Por-15

Thunderkyss

Veteran Member
Sep 16, 2012
223
Texas
I've looked over several threads, on this forum & others, where people have replaced substantial pieces of sheet metal, then laid down a coat of PoR-15. I've read this process so many times I was under the impression that PoR-15 was some kind of under-coating.

As I get closer to starting on my project I started to research some of the various tools & products I'll be using. When I started to look at PoR-15 I found out it is not at all what I thought it was.

According to Eastwood's POR-15 isn't an under coating at all. It's a rust treatment. They advise you brush then blow away any loose rust. Then paint directly over the rust. The material will then form a solid surface to work on. A bodyman can then use fiberglass filler or what not to repair holes & such.

So my question, why use it over new steel? I would have thought properly applied primer/sealer & paint overcoat would be enough to protect the metal from rust.
 

stroked383

Veteran Member
Lifetime Gold Member
Jul 18, 2011
764
Saugerties, NY
Thunderkyss said:
I've looked over several threads, on this forum & others, where people have replaced substantial pieces of sheet metal, then laid down a coat of PoR-15. I've read this process so many times I was under the impression that PoR-15 was some kind of under-coating.

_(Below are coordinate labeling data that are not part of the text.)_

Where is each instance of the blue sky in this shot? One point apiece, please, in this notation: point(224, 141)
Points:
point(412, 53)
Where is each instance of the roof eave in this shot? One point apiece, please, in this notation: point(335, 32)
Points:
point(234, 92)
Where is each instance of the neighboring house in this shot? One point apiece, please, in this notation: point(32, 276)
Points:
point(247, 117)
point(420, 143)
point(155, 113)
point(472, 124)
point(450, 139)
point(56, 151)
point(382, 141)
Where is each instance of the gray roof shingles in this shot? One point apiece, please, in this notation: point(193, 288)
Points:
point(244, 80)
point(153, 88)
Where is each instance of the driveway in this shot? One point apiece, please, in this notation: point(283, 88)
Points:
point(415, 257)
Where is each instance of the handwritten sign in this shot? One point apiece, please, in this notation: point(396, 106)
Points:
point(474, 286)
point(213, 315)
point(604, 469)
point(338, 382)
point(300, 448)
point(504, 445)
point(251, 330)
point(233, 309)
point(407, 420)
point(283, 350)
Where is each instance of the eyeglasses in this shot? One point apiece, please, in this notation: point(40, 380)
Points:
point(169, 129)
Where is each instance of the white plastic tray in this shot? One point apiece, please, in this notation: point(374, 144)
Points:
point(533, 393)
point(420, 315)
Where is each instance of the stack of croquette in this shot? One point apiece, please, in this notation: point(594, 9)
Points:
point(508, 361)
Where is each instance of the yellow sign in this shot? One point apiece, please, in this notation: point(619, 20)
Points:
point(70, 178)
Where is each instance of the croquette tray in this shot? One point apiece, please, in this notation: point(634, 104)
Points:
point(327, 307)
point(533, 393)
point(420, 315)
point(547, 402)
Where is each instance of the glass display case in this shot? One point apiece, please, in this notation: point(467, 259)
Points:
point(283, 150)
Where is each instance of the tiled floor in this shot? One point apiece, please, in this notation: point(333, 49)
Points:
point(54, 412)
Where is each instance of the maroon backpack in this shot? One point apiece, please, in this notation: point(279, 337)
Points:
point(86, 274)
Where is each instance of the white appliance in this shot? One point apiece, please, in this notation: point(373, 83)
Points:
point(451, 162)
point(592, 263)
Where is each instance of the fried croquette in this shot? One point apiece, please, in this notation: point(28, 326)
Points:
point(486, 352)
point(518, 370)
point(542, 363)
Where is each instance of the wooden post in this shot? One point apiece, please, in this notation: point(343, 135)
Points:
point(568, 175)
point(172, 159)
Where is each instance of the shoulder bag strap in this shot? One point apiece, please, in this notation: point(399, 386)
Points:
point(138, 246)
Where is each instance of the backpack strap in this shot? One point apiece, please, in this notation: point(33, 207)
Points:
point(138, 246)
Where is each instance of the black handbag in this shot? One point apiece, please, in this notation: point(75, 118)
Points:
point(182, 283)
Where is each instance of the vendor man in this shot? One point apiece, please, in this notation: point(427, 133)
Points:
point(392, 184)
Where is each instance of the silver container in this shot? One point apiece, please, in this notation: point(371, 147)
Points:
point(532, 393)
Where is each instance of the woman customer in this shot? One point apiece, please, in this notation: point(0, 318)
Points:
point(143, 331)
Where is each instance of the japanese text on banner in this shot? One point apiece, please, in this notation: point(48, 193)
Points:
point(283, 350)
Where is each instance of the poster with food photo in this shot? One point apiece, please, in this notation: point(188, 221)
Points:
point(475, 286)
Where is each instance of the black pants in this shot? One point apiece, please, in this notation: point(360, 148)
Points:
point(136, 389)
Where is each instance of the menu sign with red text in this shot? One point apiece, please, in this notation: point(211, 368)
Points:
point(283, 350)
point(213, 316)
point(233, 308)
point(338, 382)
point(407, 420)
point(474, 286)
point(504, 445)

As I get closer to starting on my project I started to research some of the various tools & products I'll be using. When I started to look at PoR-15 I found out it is not at all what I thought it was.

According to Eastwood's POR-15 isn't an under coating at all. It's a rust treatment. They advise you brush then blow away any loose rust. Then paint directly over the rust. The material will then form a solid surface to work on. A bodyman can then use fiberglass filler or what not to repair holes & such.

So my question, why use it over new steel? I would have thought properly applied primer/sealer & paint overcoat would be enough to protect the metal from rust.
Because the Por15 when applied properly is guaranteed to not crack, chip or peel and when applied properly it does stand up to the test over time
 

Shizzle

Veteran Member
Aug 1, 2012
2,801
oak lawn, illinois
I am one of those people who think POR is overpriced junk. I think everyone on here uses it but it doesn't see real world usage because it is used on their garage queen babies (guys please dont take offense to that remark because once mine is done, it will be as well).
POR was HEAVILY used in the offroad community (look on CK5, Pirate, PavementSucks, Great Lakes Off Road) and it doesnt have a good reputation, actually it is pretty despised because it didnt live up to the hype.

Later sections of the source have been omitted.